The work was conducted in a research team supported by the Ligue Nationale Contre le Cancer (LNCC, Program “Equipe labelisée LIGUE”; no. EL2016.LNCC). FFPE sections were provided by the Biological Resources Centers and Tumour Bank Platforms of Cochin Hospital (BB-0033-00023 certification) and HEGP (BB-0033-00063 certification). RNA sequencing was performed at the sequencing platform of the Institut du Cerveau et de la Moelle Institute (Mr. Yannick Marie, Mme Mundwiller, CNRS UMR 7225—Inserm U 1127—Sorbonne Université UM75, Paris, France).
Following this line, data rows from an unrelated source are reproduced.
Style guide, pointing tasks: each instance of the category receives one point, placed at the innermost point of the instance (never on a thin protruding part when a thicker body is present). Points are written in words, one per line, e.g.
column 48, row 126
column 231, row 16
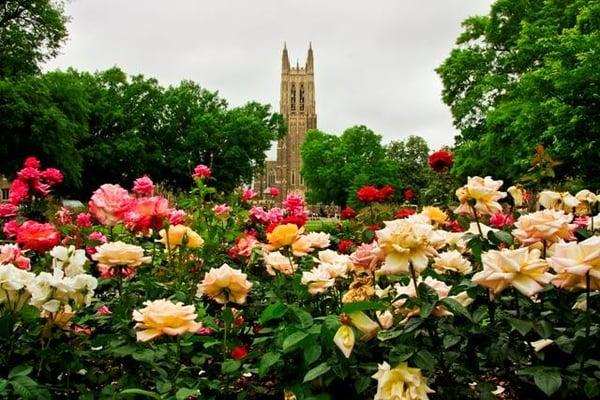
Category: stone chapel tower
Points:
column 297, row 105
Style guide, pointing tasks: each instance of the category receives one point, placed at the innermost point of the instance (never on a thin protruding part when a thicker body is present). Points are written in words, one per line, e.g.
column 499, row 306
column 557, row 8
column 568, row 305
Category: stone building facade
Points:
column 297, row 105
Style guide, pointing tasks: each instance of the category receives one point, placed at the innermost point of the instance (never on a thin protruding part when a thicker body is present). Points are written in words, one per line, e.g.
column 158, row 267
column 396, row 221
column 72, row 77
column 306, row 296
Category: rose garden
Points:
column 470, row 272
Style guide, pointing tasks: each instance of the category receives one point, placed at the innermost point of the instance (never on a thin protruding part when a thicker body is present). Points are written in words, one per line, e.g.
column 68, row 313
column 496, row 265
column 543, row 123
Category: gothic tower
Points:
column 297, row 105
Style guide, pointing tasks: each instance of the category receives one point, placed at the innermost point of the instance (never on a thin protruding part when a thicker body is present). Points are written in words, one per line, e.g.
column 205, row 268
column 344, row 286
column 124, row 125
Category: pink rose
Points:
column 201, row 171
column 109, row 203
column 52, row 176
column 84, row 220
column 8, row 210
column 248, row 194
column 500, row 220
column 147, row 213
column 143, row 186
column 19, row 191
column 10, row 229
column 32, row 162
column 365, row 256
column 176, row 217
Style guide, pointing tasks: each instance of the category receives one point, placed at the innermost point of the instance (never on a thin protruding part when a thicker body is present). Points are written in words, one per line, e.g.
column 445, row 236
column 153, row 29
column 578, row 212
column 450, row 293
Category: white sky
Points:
column 374, row 60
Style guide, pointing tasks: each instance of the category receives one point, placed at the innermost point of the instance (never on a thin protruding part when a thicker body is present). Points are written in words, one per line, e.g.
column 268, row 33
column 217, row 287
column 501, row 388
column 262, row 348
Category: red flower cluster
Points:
column 33, row 181
column 347, row 213
column 345, row 246
column 440, row 160
column 39, row 237
column 369, row 194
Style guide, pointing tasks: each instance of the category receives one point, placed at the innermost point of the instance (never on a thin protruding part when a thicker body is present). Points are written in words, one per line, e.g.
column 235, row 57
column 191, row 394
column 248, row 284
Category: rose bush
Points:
column 215, row 296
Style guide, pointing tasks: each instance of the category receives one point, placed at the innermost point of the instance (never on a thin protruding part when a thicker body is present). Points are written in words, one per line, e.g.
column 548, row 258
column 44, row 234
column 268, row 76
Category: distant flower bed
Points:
column 492, row 297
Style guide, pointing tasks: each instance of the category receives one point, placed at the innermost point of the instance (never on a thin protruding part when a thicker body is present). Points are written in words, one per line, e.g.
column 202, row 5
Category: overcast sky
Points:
column 374, row 60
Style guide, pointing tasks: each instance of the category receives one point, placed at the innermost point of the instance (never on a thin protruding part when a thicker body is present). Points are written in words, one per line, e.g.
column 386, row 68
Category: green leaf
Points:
column 230, row 366
column 306, row 320
column 388, row 334
column 523, row 327
column 184, row 393
column 362, row 306
column 141, row 392
column 316, row 372
column 424, row 360
column 293, row 340
column 548, row 380
column 312, row 353
column 273, row 311
column 267, row 361
column 20, row 370
column 456, row 308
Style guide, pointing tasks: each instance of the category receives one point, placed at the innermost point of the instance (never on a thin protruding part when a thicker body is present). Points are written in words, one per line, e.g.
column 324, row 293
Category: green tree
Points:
column 45, row 116
column 528, row 73
column 31, row 32
column 333, row 166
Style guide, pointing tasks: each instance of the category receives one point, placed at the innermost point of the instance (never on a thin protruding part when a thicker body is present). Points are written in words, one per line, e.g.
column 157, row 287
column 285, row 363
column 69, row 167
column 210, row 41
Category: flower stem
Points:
column 587, row 328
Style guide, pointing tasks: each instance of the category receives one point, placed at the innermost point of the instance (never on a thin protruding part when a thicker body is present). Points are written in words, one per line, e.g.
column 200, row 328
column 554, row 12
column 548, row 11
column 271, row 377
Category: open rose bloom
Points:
column 163, row 317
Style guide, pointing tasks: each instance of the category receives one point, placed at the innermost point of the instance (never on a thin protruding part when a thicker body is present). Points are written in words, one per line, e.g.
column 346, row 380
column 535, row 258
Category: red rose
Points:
column 35, row 236
column 404, row 212
column 347, row 213
column 273, row 191
column 385, row 192
column 345, row 246
column 367, row 194
column 440, row 160
column 239, row 352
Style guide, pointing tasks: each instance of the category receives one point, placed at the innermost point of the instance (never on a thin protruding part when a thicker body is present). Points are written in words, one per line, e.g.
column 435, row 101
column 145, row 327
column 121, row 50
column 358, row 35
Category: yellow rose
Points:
column 572, row 261
column 485, row 193
column 522, row 269
column 163, row 317
column 558, row 201
column 402, row 383
column 178, row 235
column 120, row 254
column 435, row 214
column 283, row 235
column 225, row 285
column 546, row 225
column 404, row 243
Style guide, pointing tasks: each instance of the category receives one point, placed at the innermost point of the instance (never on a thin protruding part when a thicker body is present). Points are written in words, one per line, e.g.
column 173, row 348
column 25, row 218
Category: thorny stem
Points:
column 587, row 328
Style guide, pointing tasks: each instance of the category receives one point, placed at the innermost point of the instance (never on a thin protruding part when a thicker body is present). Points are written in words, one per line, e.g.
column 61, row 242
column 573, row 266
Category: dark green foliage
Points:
column 527, row 73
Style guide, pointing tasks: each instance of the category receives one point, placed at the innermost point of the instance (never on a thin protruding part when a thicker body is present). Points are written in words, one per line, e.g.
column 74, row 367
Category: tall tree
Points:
column 31, row 32
column 528, row 73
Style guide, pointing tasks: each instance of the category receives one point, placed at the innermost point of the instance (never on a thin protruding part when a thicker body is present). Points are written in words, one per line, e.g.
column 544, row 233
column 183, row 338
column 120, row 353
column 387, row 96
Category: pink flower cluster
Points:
column 32, row 181
column 111, row 205
column 11, row 254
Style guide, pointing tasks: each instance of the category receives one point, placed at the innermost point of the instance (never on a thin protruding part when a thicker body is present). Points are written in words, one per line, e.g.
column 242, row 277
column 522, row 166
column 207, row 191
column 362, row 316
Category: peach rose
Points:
column 277, row 262
column 115, row 254
column 546, row 225
column 178, row 235
column 225, row 285
column 109, row 203
column 522, row 269
column 572, row 261
column 452, row 261
column 404, row 243
column 163, row 317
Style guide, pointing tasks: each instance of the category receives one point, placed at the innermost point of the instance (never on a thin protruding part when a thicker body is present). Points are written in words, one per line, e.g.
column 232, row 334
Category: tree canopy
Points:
column 108, row 127
column 526, row 74
column 31, row 32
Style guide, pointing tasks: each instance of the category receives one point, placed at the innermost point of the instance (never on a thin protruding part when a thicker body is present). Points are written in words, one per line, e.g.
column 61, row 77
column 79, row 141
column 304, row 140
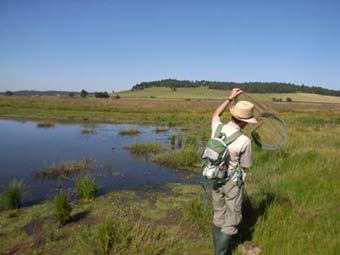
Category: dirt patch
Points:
column 249, row 248
column 34, row 228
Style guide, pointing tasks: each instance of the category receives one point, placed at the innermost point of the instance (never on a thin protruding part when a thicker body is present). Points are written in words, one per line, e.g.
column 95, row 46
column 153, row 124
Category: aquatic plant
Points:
column 173, row 140
column 86, row 187
column 65, row 168
column 160, row 130
column 12, row 195
column 129, row 132
column 195, row 213
column 119, row 236
column 145, row 148
column 62, row 207
column 184, row 159
column 89, row 130
column 45, row 125
column 112, row 232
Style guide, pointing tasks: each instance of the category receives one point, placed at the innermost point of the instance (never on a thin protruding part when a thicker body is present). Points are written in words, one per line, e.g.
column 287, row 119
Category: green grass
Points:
column 86, row 187
column 12, row 195
column 291, row 202
column 45, row 125
column 129, row 132
column 62, row 207
column 183, row 159
column 145, row 148
column 64, row 169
Targeted sequencing and OncoScan microarray analyses have been performed at the GENOM’IC sequencing platform (Institut Cochin, U1016, Paris, France) and at the Department of Biochemistry and Molecular Oncology, Hopital Européen Georges Pompidou (APHP.Centre, Paris, France). Bioinformatical analyses used the French Institute of Bioinformatic clusters and local R studio on R v4. The authors would like to thank Mme De Jesus (Department of Gynaecological Surgery, Cochin Hospital), Mme Lannoy (Department of Medical Oncology, Cochin Hospital), Mme Philibert (Department of Gynecological Surgery, HEGP), Mme Hermary, Mme Le Lay (Tumour Bank Platform, Cochin Hospital), Mme Geromin, Mme Largeau, Dr. Védie, Mme Carron, Mme Le Dannois, Mme Valognes, Mme Moussy, Mme Bruneau, Mr. Maisonneuve, Mme Chabert (Tumour bank platform & pathology department, HEGP), Mme Leger, Mme Urban, Mme Goyer, Mme Auribault (Department of biochemistry/molecular oncology, HEGP), Mme Mulot, Mme Didelot, Mme Chaba, Mme Agueff, Mme Bourreau, Mme Mazoyer (Centre de Recherche des Cordeliers, Paris, France), Mr. Ladeiro and Mme Lusson (CARPEM) for their technical and administrative support. Data used in this publication were generated by the (i) National Cancer Institute Clinical Proteomic Tumour Analysis Consortium (CPTAC), (ii) the Cancer Genome Atlas, (iii) the Sweden Cancerome Analysis Network and (iv) the CARPEM institute.

Funding

This work was supported by ITMO Cancer AVIESAN (Alliance Nationale pour les Sciences de la Vie et de la Santé/ National Alliance for Life Sciences & Health) within the framework of the Cancer Plan and by GHU-Assistance Publique-Hopitaux de Paris Centre (translational research program). The work was conducted within the SIRIC CARPEM translational research platform.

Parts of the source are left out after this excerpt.